Hong Kong mulls on allowing retail investors to trade crypto futures ETF
Only exchange-traded funds that invest in Bitcoin (BTC) futures and Ether (ETH) futures will be allowed initially
Wed, 09 Nov 2022, 15:09 pm UTC
Hong Kong’s top regulator is mulling on the possibility of setting up a regulatory framework that will allow retail investors to trade ETFs with exposure to crypto futures. A Securities and Futures Commission official explained that while the regulator initially had concerns about crypto EFTs, that agency now believes that those concerns are now manageable.
The Securities and Futures Commission (SFC), Hong Kong’s top financial regulator, is “actively looking” to create a regulatory framework that would allow crypto EFTS, according to Bitcoin.com. Julia Leung, deputy chief executive officer and executive director for the Intermediaries Division at the SFC said during her keynote speech at Hong KongFintech Week that the regulator is “actively looking to set up a regime to authorize ETFs that provide mainstream virtual assets with appropriate investor guardrails.”

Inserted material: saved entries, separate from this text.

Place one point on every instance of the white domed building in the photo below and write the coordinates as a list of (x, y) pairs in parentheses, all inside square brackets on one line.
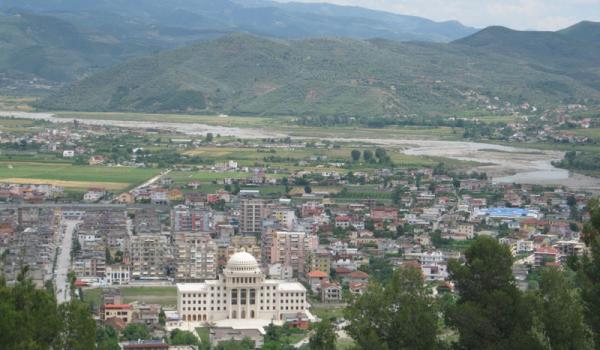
[(242, 296)]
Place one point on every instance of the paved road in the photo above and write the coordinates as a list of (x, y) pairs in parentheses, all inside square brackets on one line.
[(63, 264)]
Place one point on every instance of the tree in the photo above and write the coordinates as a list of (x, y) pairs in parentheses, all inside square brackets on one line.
[(368, 155), (560, 313), (31, 319), (135, 331), (28, 316), (162, 318), (107, 338), (397, 316), (589, 271), (324, 337), (79, 328), (244, 344), (490, 313)]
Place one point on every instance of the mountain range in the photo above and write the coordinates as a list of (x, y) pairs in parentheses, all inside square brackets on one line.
[(245, 74)]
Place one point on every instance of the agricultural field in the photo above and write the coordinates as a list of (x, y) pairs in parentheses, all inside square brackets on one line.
[(165, 296), (73, 176), (227, 121)]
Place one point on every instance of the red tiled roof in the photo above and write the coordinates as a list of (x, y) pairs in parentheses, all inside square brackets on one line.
[(358, 274), (116, 306), (317, 274)]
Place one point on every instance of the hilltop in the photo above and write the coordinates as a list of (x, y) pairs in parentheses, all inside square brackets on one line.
[(151, 20), (248, 75), (50, 50)]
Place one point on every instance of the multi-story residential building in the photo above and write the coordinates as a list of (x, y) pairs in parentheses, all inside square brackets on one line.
[(123, 312), (117, 274), (190, 219), (241, 293), (546, 255), (195, 257), (285, 216), (149, 256), (289, 248), (318, 261), (252, 212), (236, 243), (331, 292)]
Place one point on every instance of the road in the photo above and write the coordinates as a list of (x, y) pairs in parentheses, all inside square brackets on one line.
[(152, 180), (63, 264)]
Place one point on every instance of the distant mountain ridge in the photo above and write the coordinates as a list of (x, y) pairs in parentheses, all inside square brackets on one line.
[(265, 18), (243, 74)]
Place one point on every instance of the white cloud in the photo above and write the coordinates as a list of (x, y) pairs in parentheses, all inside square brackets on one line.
[(517, 14)]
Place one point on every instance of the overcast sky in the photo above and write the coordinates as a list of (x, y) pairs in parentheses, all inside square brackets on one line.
[(517, 14)]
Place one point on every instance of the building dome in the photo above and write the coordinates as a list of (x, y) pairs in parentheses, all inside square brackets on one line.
[(242, 261)]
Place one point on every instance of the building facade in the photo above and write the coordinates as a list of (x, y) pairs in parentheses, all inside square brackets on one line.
[(252, 212), (195, 257), (240, 293)]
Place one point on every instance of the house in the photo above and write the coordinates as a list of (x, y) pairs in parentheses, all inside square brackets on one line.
[(94, 195), (124, 312), (331, 292), (126, 198), (145, 345), (357, 288), (545, 255), (356, 276), (95, 160)]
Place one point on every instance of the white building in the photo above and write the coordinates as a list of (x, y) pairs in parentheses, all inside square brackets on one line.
[(242, 293), (117, 274)]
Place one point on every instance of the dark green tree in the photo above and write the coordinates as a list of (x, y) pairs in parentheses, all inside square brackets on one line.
[(135, 331), (397, 316), (560, 313), (244, 344), (324, 337), (491, 312), (179, 337), (107, 338), (79, 328), (589, 271), (29, 317), (368, 155)]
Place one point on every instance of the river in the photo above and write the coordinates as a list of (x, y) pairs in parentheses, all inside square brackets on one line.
[(502, 163)]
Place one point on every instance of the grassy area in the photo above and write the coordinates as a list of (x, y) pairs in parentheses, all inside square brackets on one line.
[(73, 176), (229, 121), (328, 311), (344, 344), (165, 296), (204, 334)]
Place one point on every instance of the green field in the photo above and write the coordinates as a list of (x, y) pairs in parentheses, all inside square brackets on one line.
[(229, 121), (165, 296), (73, 176)]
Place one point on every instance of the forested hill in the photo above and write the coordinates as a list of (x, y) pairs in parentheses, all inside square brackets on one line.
[(244, 74)]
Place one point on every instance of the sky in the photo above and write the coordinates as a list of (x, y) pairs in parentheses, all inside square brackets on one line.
[(516, 14)]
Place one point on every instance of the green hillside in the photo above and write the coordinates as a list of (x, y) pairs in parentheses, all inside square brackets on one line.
[(248, 75), (573, 51)]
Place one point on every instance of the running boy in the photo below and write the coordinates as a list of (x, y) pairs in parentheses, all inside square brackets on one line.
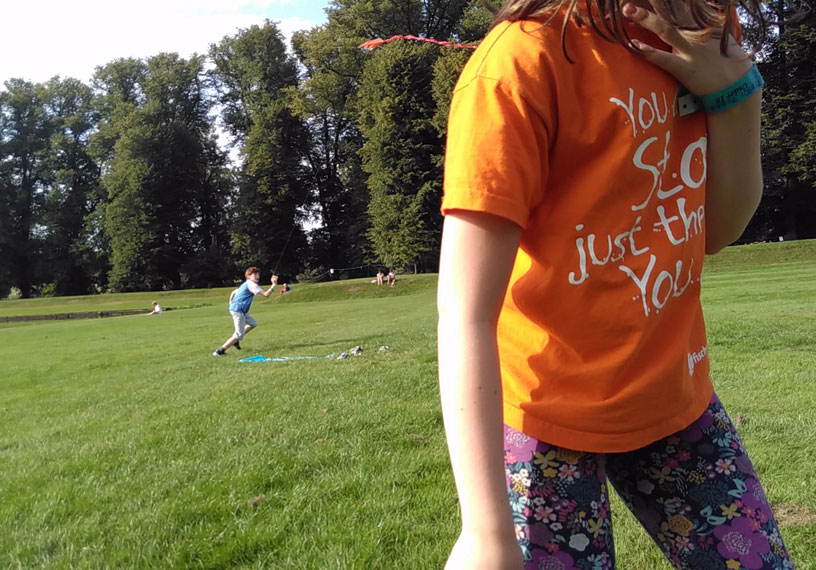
[(240, 301), (583, 187)]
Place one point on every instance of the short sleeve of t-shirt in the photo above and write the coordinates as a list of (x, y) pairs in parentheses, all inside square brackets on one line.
[(496, 155)]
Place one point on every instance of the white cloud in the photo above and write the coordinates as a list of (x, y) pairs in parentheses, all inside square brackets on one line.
[(40, 39)]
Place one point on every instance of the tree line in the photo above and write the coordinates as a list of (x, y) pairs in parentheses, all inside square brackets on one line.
[(168, 173)]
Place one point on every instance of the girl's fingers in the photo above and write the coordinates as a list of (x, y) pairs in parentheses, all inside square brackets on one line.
[(662, 59), (661, 28)]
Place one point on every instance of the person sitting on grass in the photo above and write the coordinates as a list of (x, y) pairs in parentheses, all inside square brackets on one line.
[(240, 301)]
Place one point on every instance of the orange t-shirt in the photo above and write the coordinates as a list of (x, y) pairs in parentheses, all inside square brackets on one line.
[(601, 337)]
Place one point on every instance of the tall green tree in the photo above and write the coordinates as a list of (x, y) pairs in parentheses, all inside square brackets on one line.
[(404, 177), (157, 175), (788, 64), (398, 111), (252, 73), (324, 100), (73, 265), (25, 131)]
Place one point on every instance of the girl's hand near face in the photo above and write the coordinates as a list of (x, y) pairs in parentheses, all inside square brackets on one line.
[(698, 65), (733, 165)]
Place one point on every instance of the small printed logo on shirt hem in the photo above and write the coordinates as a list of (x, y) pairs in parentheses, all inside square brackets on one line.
[(695, 357)]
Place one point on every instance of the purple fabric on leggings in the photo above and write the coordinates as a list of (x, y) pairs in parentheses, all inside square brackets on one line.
[(695, 492)]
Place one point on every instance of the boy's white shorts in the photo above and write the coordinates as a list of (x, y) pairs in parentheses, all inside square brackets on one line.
[(241, 319)]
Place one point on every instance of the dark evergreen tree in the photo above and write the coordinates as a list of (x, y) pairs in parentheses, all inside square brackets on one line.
[(400, 154), (252, 73), (25, 131), (73, 265), (788, 64), (159, 174), (325, 102)]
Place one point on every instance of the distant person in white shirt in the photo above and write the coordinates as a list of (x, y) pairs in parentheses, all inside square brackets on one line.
[(240, 301)]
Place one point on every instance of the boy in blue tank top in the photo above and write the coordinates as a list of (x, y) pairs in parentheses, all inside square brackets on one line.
[(240, 301)]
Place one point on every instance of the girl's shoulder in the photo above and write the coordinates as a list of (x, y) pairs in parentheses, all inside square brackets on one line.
[(517, 53)]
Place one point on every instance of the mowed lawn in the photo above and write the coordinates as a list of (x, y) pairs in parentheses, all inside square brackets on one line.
[(125, 444)]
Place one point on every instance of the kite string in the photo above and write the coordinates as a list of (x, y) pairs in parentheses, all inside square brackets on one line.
[(376, 42)]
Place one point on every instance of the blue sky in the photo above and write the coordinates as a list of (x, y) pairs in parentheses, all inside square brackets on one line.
[(43, 38)]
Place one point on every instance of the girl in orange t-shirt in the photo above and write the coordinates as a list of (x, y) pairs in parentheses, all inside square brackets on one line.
[(580, 200)]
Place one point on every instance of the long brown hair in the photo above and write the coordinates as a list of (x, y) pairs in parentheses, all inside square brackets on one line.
[(710, 17)]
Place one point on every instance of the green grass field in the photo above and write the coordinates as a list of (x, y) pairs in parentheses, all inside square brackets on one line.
[(125, 444)]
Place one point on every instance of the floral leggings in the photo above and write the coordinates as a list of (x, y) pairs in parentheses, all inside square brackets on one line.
[(695, 492)]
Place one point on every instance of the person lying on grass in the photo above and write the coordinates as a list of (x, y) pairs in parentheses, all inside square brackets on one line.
[(240, 301)]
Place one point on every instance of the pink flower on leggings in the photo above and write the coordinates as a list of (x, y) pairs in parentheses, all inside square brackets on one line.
[(738, 540), (543, 560)]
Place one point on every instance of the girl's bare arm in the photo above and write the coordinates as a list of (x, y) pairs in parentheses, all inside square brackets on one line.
[(477, 256)]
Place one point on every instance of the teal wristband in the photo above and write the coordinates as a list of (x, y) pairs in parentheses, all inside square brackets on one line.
[(735, 93)]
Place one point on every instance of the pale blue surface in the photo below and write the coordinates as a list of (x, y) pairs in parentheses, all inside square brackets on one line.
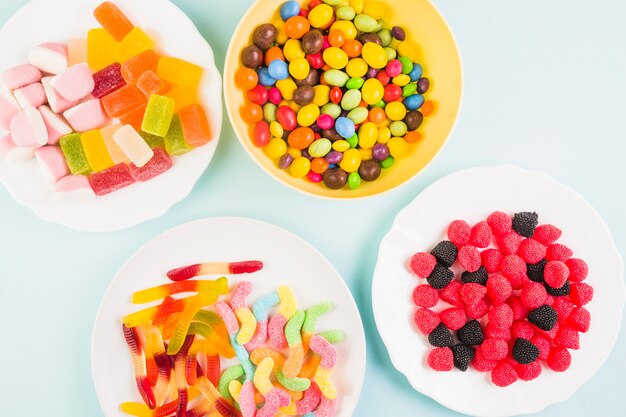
[(545, 89)]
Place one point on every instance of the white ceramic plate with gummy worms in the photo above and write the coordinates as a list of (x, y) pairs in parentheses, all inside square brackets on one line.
[(174, 34), (288, 260), (472, 195)]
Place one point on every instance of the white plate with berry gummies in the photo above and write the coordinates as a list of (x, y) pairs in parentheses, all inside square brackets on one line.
[(174, 35), (469, 195), (287, 260)]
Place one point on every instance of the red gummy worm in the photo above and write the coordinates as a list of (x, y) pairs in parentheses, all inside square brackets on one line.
[(245, 267)]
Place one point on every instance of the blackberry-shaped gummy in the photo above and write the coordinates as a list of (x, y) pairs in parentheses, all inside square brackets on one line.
[(441, 336), (524, 223), (479, 276), (535, 271), (445, 252), (462, 355), (544, 317), (471, 334), (558, 292), (524, 351), (440, 277)]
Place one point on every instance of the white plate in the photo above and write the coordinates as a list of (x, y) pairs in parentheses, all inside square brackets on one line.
[(288, 260), (472, 195), (174, 34)]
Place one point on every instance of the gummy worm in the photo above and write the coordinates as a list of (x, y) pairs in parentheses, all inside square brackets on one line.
[(245, 316), (328, 354), (197, 302), (139, 365), (279, 320), (293, 364), (190, 271), (261, 311)]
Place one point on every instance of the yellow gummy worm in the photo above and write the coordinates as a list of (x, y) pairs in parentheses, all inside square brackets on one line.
[(262, 376)]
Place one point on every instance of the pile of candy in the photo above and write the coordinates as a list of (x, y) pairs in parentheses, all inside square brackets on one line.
[(282, 366), (517, 303), (335, 96), (94, 133)]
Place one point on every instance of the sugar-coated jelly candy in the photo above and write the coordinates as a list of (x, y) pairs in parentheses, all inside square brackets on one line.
[(74, 154), (159, 163), (179, 72), (96, 151), (133, 44), (100, 48), (123, 100), (133, 145), (112, 179), (195, 124), (158, 115)]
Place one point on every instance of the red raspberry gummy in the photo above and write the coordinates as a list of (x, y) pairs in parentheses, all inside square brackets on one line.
[(578, 269), (500, 223), (422, 264), (481, 235), (499, 288), (469, 258), (459, 232), (531, 251), (503, 374), (426, 320), (441, 359), (581, 293), (425, 296), (491, 259), (454, 318), (559, 359), (547, 234)]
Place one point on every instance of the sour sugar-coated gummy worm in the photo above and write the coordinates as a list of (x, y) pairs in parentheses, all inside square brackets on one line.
[(139, 365), (261, 311), (278, 321), (190, 271)]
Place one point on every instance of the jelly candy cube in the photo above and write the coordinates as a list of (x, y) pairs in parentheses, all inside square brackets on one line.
[(195, 125), (158, 116), (113, 20), (179, 72), (133, 44), (100, 49), (75, 154), (175, 140), (112, 179), (96, 151)]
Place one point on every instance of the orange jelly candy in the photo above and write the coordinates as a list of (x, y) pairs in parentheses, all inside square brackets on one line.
[(123, 100), (196, 128), (134, 68), (113, 20)]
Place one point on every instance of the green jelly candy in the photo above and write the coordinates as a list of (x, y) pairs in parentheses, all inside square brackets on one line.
[(387, 162), (158, 115), (354, 180), (355, 83), (75, 154), (175, 140)]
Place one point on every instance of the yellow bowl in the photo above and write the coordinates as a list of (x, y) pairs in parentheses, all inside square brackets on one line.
[(442, 65)]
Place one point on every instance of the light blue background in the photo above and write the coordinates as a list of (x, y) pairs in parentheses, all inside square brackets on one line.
[(545, 88)]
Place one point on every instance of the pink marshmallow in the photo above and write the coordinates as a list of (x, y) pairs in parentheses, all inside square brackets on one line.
[(56, 125), (52, 163), (74, 190), (21, 76), (57, 103), (32, 95), (49, 57), (28, 129), (75, 82), (8, 108), (86, 116)]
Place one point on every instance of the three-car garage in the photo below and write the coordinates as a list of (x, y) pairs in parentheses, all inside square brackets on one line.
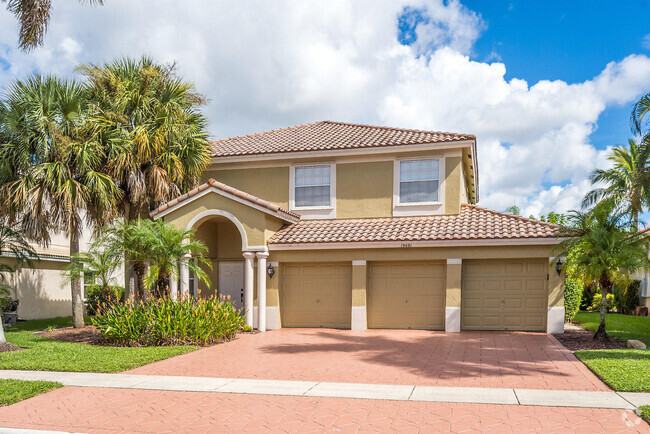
[(495, 294)]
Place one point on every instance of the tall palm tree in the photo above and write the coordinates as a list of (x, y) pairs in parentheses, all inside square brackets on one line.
[(14, 245), (155, 136), (34, 17), (601, 250), (51, 167), (627, 183)]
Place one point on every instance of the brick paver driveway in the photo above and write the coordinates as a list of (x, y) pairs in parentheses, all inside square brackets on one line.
[(467, 359), (487, 359)]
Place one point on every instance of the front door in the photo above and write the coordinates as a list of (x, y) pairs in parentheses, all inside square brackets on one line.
[(231, 282)]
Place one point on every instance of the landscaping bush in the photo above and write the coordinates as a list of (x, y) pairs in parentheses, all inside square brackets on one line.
[(598, 298), (97, 296), (626, 298), (572, 298), (163, 321)]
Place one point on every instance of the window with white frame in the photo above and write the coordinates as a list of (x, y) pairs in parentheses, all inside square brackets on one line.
[(312, 186), (419, 181)]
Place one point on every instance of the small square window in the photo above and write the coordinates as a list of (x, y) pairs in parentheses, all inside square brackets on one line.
[(312, 186), (419, 181)]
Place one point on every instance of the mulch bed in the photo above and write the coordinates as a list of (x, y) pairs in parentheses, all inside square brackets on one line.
[(575, 338), (6, 347), (87, 334)]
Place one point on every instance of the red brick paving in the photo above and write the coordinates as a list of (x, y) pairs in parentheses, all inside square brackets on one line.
[(467, 359), (105, 410)]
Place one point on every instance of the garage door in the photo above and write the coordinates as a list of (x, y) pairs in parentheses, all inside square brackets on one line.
[(504, 294), (409, 295), (317, 295)]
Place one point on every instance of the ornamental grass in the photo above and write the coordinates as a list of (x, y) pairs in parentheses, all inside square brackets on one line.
[(165, 322)]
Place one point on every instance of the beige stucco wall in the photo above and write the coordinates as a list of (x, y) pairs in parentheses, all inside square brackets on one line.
[(453, 285), (453, 185), (364, 190), (43, 291)]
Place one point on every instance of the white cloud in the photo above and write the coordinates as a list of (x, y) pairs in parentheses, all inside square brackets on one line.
[(267, 65)]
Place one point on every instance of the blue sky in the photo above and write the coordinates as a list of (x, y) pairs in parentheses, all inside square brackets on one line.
[(570, 41), (546, 87)]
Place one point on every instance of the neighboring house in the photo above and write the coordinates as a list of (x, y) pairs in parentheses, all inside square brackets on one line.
[(43, 290), (356, 226)]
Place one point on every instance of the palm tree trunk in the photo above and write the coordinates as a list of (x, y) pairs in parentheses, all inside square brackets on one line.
[(601, 333), (130, 277), (75, 282)]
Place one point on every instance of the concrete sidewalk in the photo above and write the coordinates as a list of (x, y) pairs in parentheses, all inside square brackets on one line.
[(525, 397)]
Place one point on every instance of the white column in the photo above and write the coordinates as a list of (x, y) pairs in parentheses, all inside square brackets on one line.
[(184, 276), (248, 287), (173, 287), (261, 290)]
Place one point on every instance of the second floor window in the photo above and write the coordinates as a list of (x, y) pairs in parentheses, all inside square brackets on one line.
[(419, 181), (312, 186)]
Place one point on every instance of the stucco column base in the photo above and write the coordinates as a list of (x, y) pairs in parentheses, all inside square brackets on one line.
[(453, 295), (359, 289)]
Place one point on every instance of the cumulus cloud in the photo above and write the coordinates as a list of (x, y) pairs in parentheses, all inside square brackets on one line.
[(404, 63)]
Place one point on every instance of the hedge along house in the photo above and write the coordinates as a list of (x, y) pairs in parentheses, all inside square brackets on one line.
[(356, 226)]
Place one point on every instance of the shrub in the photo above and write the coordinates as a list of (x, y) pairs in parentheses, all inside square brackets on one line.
[(626, 298), (595, 304), (572, 298), (160, 322), (97, 296)]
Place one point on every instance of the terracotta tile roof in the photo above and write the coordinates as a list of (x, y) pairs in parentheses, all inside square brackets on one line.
[(211, 183), (328, 135), (473, 223)]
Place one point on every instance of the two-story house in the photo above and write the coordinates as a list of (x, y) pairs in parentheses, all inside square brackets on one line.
[(354, 226)]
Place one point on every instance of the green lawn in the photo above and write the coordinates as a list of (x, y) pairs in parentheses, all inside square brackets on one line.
[(622, 370), (12, 391), (44, 354), (623, 327)]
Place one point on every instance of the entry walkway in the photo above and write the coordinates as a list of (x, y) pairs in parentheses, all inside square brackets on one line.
[(526, 397)]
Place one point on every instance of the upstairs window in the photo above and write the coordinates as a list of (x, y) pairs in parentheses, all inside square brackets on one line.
[(312, 186), (419, 181)]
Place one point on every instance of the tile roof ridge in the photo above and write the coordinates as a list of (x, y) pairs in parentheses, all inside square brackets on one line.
[(227, 189), (261, 133), (505, 214), (411, 130)]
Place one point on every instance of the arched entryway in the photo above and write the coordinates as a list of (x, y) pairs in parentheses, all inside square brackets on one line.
[(233, 263)]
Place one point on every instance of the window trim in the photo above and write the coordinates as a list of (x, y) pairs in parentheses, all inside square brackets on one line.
[(419, 208), (398, 168), (313, 211)]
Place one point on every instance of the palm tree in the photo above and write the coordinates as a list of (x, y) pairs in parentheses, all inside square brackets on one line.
[(155, 136), (627, 183), (51, 166), (13, 244), (165, 246), (102, 262), (34, 17), (601, 250)]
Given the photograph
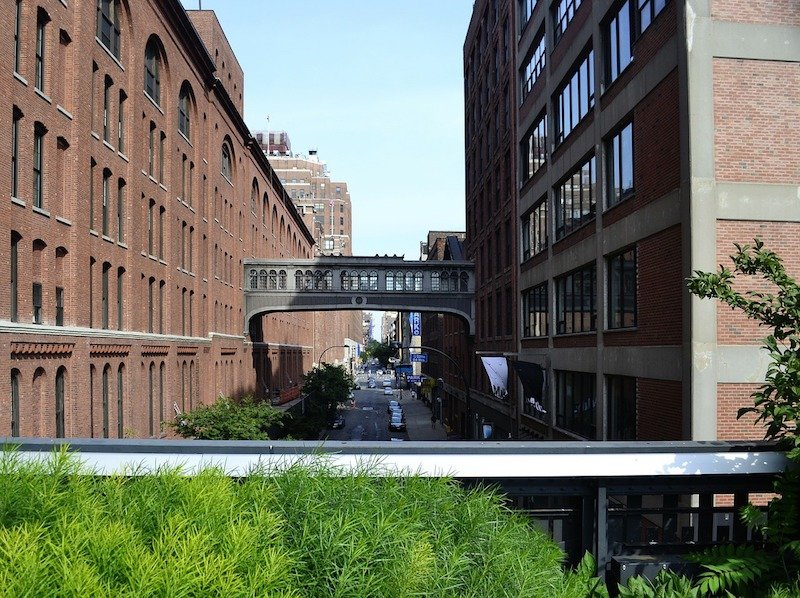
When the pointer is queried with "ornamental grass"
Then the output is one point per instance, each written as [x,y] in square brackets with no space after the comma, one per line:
[307,531]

The executive revealed that the SFC will initially limit the type of crypto ETFs. Leung said that only exchange-traded funds that invest in Bitcoin (BTC) futures and Ether (ETH) futures will be allowed initially.
In a circular published on October 30, the SFC detailed some of the requirements for EFTs. These requirements need to be met before it “would consider authorizing exchange-traded funds (ETFs) that obtain exposure to virtual assets (VAs) primarily through futures contracts (VA Futures ETFs) for public offering in Hong Kong.”
“A broad range and larger number of investment products providing exposure to VAs, including VA-related ETFs offered in various markets globally, are now available to both retail and professional investors and have become increasingly popular. Similarly, demand for such products has increased in Hong Kong,” the SFC wrote in the circular. The SFC also confirmed that it is now ready to accept VA Futures ETF applications.
In November 2018, regulators restricted access to crypto assets to professional investors. “Given the novelty of our framework and the high volatility of crypto assets, we believed it was prudent to impose an overarching ‘professional investor’ restriction,” Leung explained.
Leung added that since then, Hong Kong’s crypto ecosystem had made “substantial advancement.” In addition, the SFC gained more experience in regulating crypto exchanges and other crypto firms.
“We have come to believe that some initial concerns about virtual asset futures ETFs have become manageable and can be addressed with proper safeguards,” she added. “It is now an opportune time to review the ‘professional investor only’ requirement.”